I want to explain my question through a practical problem I met in my project.
I am writing a c library( which behaves like a programmable vi editor
), and i plan to provide a series of APIs ( more than 20 in total ):
void vi_dw(struct vi *vi);
void vi_de(struct vi *vi);
void vi_d0(struct vi *vi);
void vi_d$(struct vi *vi);
...
void vi_df(struct vi *, char target);
void vi_dd(struct vi *vi);
These APIs do not perform core operations, they are just wrappers. For example, I can implement vi_de()
like this:
void vi_de(struct vi *vi){
vi_v(vi); //enter visual mode
vi_e(vi); //press key 'e'
vi_d(vi); //press key 'd'
}
However, if the wrapper is as simple as such, I have to write more than 20 similar wrapper functions.
So, I consider implementing more complex wrappers to reduce the amount:
void vi_d_move(struct vi *vi, vi_move_func_t move){
vi_v(vi);
move(vi);
vi_d(vi);
}
static inline void vi_dw(struct vi *vi){
vi_d_move(vi, vi_w);
}
static inline void vi_de(struct vi *vi){
vi_d_move(vi, vi_e);
}
...
The function vi_d_move()
is a better wrapper function, he can convert a part of similar move operation to APIs, but not all, like vi_f()
, which need another wrapper with a third argument char target
.
I finished explaining the example picked from my project.
The pseudo code above is simper than real case, but is enough to show that:
The more complex the wrapper is, the less wrappers we need, and the slower they will be.(they will become more indirect or need to consider more conditions).
There are two extremes:
use only one wrapper but complex enough to adopt all move operations and convert them into corresponding APIs.
use more than twenty small and simple wrappers. one wrapper is one API.
For case 1, the wrapper itself is slow, but it has more chance resident in cache, because it is often executed(all APIs share it).
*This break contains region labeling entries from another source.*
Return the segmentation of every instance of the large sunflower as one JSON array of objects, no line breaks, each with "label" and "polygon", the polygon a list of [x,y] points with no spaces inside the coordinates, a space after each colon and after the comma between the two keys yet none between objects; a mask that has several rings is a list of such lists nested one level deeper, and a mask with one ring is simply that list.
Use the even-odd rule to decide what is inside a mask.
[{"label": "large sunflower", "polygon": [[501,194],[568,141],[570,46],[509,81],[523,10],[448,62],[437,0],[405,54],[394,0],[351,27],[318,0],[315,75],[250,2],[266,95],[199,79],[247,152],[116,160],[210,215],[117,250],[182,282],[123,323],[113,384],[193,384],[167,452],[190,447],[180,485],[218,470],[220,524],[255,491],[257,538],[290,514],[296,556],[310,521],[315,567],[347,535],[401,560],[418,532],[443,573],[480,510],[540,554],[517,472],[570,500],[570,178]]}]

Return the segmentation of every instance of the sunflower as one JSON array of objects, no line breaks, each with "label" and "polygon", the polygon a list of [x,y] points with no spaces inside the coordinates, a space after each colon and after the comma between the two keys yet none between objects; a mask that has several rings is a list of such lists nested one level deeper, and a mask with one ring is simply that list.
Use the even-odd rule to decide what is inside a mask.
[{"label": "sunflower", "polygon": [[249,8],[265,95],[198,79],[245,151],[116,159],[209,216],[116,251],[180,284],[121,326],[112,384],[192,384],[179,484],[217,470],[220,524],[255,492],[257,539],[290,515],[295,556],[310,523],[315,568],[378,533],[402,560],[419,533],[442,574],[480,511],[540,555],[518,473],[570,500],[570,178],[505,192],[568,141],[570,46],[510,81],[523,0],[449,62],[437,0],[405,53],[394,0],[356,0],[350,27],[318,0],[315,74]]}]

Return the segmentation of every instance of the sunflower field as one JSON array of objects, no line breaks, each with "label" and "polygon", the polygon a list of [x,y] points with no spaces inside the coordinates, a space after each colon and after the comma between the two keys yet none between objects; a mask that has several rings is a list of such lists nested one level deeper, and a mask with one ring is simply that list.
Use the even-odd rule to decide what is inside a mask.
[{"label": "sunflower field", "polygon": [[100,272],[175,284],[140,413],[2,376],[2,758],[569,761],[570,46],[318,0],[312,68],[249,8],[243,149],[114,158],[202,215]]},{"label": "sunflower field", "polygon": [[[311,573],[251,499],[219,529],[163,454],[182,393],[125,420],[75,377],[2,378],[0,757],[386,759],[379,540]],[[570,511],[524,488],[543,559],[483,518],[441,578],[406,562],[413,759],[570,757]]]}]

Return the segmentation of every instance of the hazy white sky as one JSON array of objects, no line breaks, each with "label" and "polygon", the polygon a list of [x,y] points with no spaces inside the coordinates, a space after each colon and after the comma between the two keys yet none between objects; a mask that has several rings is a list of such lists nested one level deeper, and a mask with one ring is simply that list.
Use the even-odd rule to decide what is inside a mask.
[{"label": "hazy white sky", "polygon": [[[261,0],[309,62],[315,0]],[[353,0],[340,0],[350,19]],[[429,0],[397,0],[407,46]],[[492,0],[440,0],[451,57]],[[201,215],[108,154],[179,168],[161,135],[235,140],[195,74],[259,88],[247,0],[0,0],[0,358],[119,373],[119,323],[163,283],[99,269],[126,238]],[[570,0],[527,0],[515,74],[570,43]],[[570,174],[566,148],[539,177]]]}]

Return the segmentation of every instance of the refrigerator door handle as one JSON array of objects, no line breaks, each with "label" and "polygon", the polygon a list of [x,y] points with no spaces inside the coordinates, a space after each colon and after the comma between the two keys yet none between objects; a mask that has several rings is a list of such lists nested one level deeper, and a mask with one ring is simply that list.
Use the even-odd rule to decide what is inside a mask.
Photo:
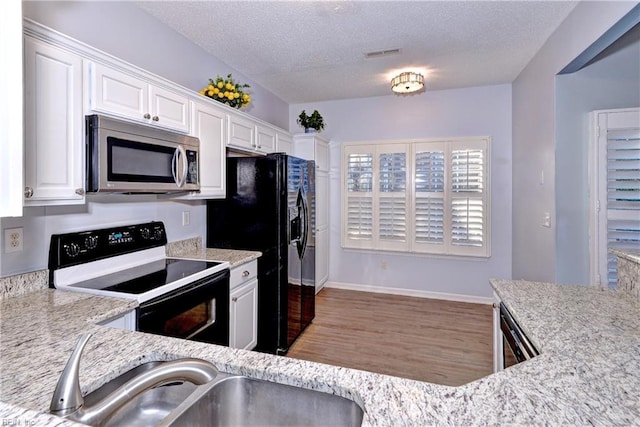
[{"label": "refrigerator door handle", "polygon": [[302,188],[298,190],[298,204],[302,208],[300,212],[302,218],[299,222],[300,240],[298,241],[298,256],[302,259],[307,249],[307,236],[309,231],[309,208],[307,207],[307,200],[304,194],[302,194]]},{"label": "refrigerator door handle", "polygon": [[289,244],[291,244],[300,241],[300,213],[298,207],[289,208],[288,215],[289,229],[287,232],[289,235],[287,237],[289,239]]}]

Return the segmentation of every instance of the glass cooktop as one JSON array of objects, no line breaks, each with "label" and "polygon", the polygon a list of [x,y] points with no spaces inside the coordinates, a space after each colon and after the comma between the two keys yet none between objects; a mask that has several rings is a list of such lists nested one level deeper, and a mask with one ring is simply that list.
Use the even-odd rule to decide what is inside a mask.
[{"label": "glass cooktop", "polygon": [[166,258],[70,285],[126,294],[142,294],[215,267],[215,261]]}]

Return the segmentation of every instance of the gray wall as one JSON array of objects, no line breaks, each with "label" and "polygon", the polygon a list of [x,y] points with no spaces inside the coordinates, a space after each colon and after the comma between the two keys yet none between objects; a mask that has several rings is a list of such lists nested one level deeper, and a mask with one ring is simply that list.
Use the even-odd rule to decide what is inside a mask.
[{"label": "gray wall", "polygon": [[557,281],[589,284],[589,112],[640,106],[640,26],[556,80]]},{"label": "gray wall", "polygon": [[[556,75],[637,2],[580,2],[513,83],[513,277],[554,282]],[[542,226],[543,214],[551,227]]]}]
It's a slow but hot path.
For case 2, these wrappers are simple and fast, but has less chance resident in cache. At least, for any API first time called, a cache miss will happen.(CPU need to fetch instructions from memory, but not L1, L2).
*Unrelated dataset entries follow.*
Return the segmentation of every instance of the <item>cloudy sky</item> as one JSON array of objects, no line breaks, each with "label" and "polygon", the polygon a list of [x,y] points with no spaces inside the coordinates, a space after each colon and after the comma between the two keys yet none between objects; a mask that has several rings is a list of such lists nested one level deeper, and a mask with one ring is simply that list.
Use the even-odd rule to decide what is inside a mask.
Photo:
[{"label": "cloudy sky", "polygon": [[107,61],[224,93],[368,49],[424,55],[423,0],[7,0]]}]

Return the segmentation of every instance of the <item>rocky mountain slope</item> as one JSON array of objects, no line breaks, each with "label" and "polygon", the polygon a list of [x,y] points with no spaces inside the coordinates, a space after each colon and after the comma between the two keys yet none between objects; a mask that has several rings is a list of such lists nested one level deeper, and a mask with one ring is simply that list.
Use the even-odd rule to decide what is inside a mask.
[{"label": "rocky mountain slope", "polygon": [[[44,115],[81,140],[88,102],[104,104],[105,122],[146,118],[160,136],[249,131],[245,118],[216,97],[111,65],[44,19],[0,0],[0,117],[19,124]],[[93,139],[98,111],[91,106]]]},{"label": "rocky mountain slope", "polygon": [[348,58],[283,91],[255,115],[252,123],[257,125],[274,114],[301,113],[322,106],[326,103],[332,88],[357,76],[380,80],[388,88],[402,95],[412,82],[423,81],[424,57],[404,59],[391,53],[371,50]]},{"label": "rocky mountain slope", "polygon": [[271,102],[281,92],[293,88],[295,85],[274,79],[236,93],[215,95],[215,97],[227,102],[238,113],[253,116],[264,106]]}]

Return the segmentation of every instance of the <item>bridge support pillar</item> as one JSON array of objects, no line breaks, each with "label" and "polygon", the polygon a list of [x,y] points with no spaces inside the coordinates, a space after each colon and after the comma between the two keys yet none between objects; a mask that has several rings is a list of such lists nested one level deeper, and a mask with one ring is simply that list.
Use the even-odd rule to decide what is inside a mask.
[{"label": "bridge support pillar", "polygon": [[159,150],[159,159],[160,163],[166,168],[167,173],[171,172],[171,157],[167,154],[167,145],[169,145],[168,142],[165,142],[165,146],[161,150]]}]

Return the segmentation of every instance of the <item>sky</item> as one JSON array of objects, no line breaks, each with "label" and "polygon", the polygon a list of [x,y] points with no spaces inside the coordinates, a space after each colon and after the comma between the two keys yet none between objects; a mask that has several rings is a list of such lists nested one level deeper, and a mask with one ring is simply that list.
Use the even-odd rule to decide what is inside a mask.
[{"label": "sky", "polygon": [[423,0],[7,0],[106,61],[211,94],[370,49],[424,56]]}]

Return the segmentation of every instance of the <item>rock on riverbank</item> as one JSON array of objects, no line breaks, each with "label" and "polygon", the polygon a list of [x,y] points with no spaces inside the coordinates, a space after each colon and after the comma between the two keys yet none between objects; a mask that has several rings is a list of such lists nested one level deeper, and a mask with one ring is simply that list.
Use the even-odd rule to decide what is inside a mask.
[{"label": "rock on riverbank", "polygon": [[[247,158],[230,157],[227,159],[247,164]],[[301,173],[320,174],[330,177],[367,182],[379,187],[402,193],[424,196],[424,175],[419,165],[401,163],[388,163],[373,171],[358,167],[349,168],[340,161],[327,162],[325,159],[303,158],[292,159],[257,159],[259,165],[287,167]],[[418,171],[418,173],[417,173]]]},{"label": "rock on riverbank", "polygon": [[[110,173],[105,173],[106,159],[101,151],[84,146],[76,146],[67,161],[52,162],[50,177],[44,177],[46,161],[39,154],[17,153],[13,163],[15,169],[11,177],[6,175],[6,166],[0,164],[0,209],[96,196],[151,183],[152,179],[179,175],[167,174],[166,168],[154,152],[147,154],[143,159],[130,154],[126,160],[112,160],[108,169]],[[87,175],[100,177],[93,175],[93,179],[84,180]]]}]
Currently, I implemented five wrappers, each of them are relatively simple and fast. this seems to be a balance, but just seems. I chose five just because I felt the move operation can be divided into five groups naturally. I have no idea how to evaluate it, I don't mean a profiler, I mean, in theory, what main factors should be considered in such case?
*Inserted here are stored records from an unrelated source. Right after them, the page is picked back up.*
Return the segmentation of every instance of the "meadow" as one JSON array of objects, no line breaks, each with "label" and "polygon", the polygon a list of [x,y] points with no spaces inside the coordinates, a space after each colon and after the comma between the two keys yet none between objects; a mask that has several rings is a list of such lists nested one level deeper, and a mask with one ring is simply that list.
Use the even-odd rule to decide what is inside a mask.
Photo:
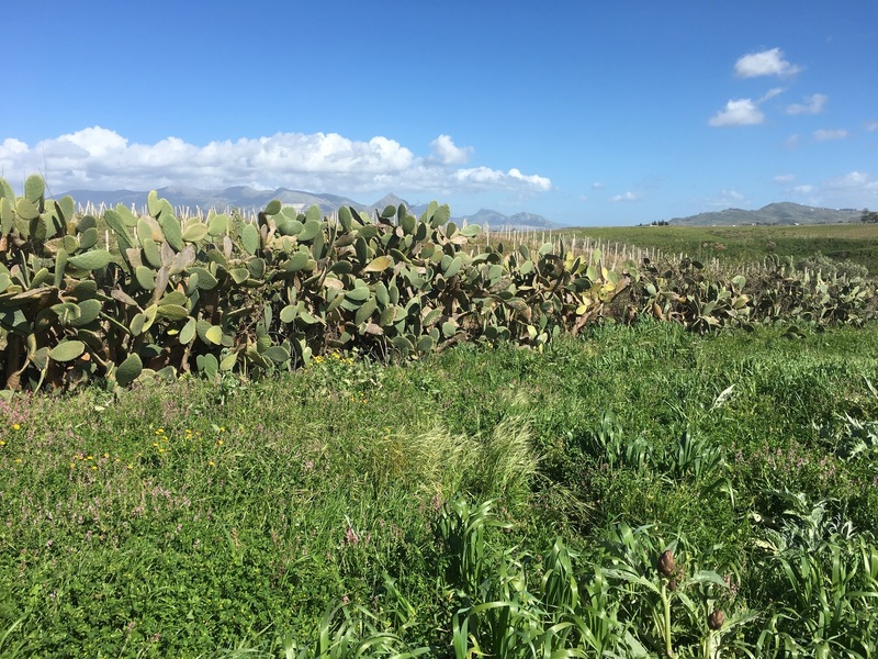
[{"label": "meadow", "polygon": [[[668,257],[718,261],[724,266],[791,258],[793,264],[855,264],[878,272],[878,224],[813,224],[776,226],[595,226],[552,232],[497,233],[496,239],[532,243],[563,241],[565,246],[600,244],[626,256],[664,254]],[[638,254],[640,252],[641,254]],[[819,258],[819,255],[823,258]]]},{"label": "meadow", "polygon": [[16,395],[0,656],[873,657],[876,356],[643,319]]}]

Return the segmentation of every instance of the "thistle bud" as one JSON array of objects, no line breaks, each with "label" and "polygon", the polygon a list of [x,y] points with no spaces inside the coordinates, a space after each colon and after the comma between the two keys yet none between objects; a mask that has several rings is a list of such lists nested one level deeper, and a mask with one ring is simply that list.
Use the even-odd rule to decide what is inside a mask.
[{"label": "thistle bud", "polygon": [[707,616],[707,626],[713,629],[722,628],[722,624],[725,622],[725,614],[722,613],[719,608]]},{"label": "thistle bud", "polygon": [[671,552],[671,549],[662,551],[656,567],[663,577],[671,579],[674,576],[674,555]]}]

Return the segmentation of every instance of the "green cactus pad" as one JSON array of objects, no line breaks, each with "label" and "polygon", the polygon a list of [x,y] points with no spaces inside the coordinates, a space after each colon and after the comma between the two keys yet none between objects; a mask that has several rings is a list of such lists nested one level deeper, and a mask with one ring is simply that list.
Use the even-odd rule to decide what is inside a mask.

In the post end, I want to add more detail for these APIs:
These APIs need to be fast. Because this library is designed as a high performance virtual editor. The delete/copy/paste operation is designed to approach the bare C code.
A user program based on this library seldom calls all these APIs, only parts of them, and usually no more than 10 times for each.
In real case, the size of these simple wrappers are about 80 bytes each, and will be no more than 160 bytes even merged into a single complex one. (but will introduce more if-else branches).
4, As with the situation the library is used, I will take lua-shell
as example(a little off-topic, but some friends want to know why I so care its performance):
lua-shell
is a *nix shell which uses lua
as its script. Its command execution unit(which do forks(), execute()..) is just a C module registered into the lua state machine.
Lua-shell
treats everything as lua
.
So, When user input:
local files = `ls -la`
And press Enter
. The string input is first sent to lua-shell's preprocessor————which convert mixed-syntax to pure lua code:
local file = run_command("ls -la")
run_command()
is the entry of lua-shell's command execution unit, which, I said before, is a C module.
We can talk about libvi
now. lua-shell's preprocessor is the first user of the library I am writing. Here is its relative codes(pseudo):
#include"vi.h"
vi_loadstr("local files = `ls -la`");
vi_f(vi, '`');
vi_x(vi);
vi_i(vi, "run_command(\"");
vi_f(vi, '`');
vi_x(vi);
vi_a(" \") ");
The code above is parts of luashell's preprocessor implementation. After generating the pure lua code, he feeds it to Lua State Machine and run it.
The shell user is sensitive to the time interval between Enter
and a new prompt, and in most case lua-shell needs preprocess script with larger size and more complicate mixed-syntax.
This is a typical situation where libvi
is used.